コンラートさんは、椅子に座るとお茶を一口含む
「それで、どうしてその槍を持っている?」
「これは師匠の師匠から譲り受けたものです」
「なるほどな、ってことはお前シンバルの弟子か?」
「師匠を知っているのですか?」
彼は言葉に答えず、席を立つと棚から一本の瓶を持ってきた。
多分だけど、匂いからしてお酒だと思う。
「やっぱり茶はダメだ。これに限るぜ」
湯呑の中のお茶を飲み干すと、瓶から酒を注ぎ始める。
まだ真昼間なのに酒を飲むのかと驚いた。
「ぶはっ! うめぇ!」
「あの……シンバルさんを知っているのでしょうか?」
「おう、顔は見たこたぁねぇが、ブライアンから有望な弟子がいると聞いたことがあってな。俺はてっきりそいつに槍を渡す物だと思ってたが、どうやら駄目だったみたいだな」
そう言えばブライアンさんは槍の製作者と知り合いだった筈。じゃあ僕が知りたかったことも分かるかもしれない。
「この槍の事を聞いてもいいですか? ブライアンさんもグリム様達も何も教えてくれないので知りたいんです」
「ああ? グリム達に会ったのか? それで何も知らないってのはおかしい。あいつらは槍の事をよく知っている筈なんだがなぁ……」
「お願いします! 僕はこのアストロゲイムの事をもっと知りたい!」
「……仕方ねぇか」
コンラートさんは黙って酒を飲むと、大きくため息を吐いてから話し始める。
「ブライアンはグリムの紹介で此処へ来た冒険者だ。はじめは武器を造ってやることを断っていたが、だんだんと打ち解けて気が付けば付き合いが始まってたもんだ。当時の俺は最高傑作の槍を持て余していてな、酔っぱらったあいつが使い手を探してやると言った言葉を信じちまった」
何となくコンラートさんとブライアンさんが、酒を飲み交わす姿が想像できた。シンバルさんもそうだけど、ブライアンさんもかなりの酒好きだからだ。

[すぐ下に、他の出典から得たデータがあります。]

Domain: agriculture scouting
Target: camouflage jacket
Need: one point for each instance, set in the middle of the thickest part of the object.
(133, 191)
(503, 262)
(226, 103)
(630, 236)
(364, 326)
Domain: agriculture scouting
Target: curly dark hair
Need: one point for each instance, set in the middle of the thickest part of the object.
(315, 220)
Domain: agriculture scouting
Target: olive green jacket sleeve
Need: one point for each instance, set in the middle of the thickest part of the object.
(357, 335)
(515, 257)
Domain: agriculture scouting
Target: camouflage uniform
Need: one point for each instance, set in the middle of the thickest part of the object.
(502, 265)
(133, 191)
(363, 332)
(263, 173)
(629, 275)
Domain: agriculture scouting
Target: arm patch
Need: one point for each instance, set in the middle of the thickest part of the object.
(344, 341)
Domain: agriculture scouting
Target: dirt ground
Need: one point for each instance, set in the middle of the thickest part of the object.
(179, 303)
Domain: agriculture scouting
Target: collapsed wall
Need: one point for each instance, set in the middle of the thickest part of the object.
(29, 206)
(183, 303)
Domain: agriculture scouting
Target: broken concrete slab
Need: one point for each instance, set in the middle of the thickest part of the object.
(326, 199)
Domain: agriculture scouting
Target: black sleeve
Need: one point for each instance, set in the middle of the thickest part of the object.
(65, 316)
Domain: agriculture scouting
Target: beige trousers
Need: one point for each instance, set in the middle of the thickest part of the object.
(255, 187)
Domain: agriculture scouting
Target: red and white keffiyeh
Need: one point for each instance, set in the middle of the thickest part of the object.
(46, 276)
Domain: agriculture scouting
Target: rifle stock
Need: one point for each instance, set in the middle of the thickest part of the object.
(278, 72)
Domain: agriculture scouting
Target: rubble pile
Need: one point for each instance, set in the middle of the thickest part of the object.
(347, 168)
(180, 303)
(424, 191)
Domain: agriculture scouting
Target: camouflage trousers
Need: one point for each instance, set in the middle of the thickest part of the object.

「それでだ、俺は弟子のシンバルに渡す物と思っていたんだが、正直に言って使いこなせるとは思っていなかった。あの槍は武器にしては重すぎる。それに、俺も使い手を探すことに疲れていたんだ」
「どうして使い手を探す必要があったんですか?」
「あの槍は実は、俺の師匠である大魔法使いムーア様の指示で造った物なんだ。師匠はいずれ槍を使いこなす者が現れるとか言っていたが、俺は造ったのはいいが何かを探すのは苦手だ。そんなわけでずっと飾り物になってたのさ」
コンラートさんはぐいっと酒を呷る。
話を要約すると、ムーア様に指示されて制作した槍を持て余していたコンラートさんは、仲良くなったブライアンさんへ譲ることを決めた。その後に、僕が譲り受けてこの場所に槍が戻って来たと言う訳だ。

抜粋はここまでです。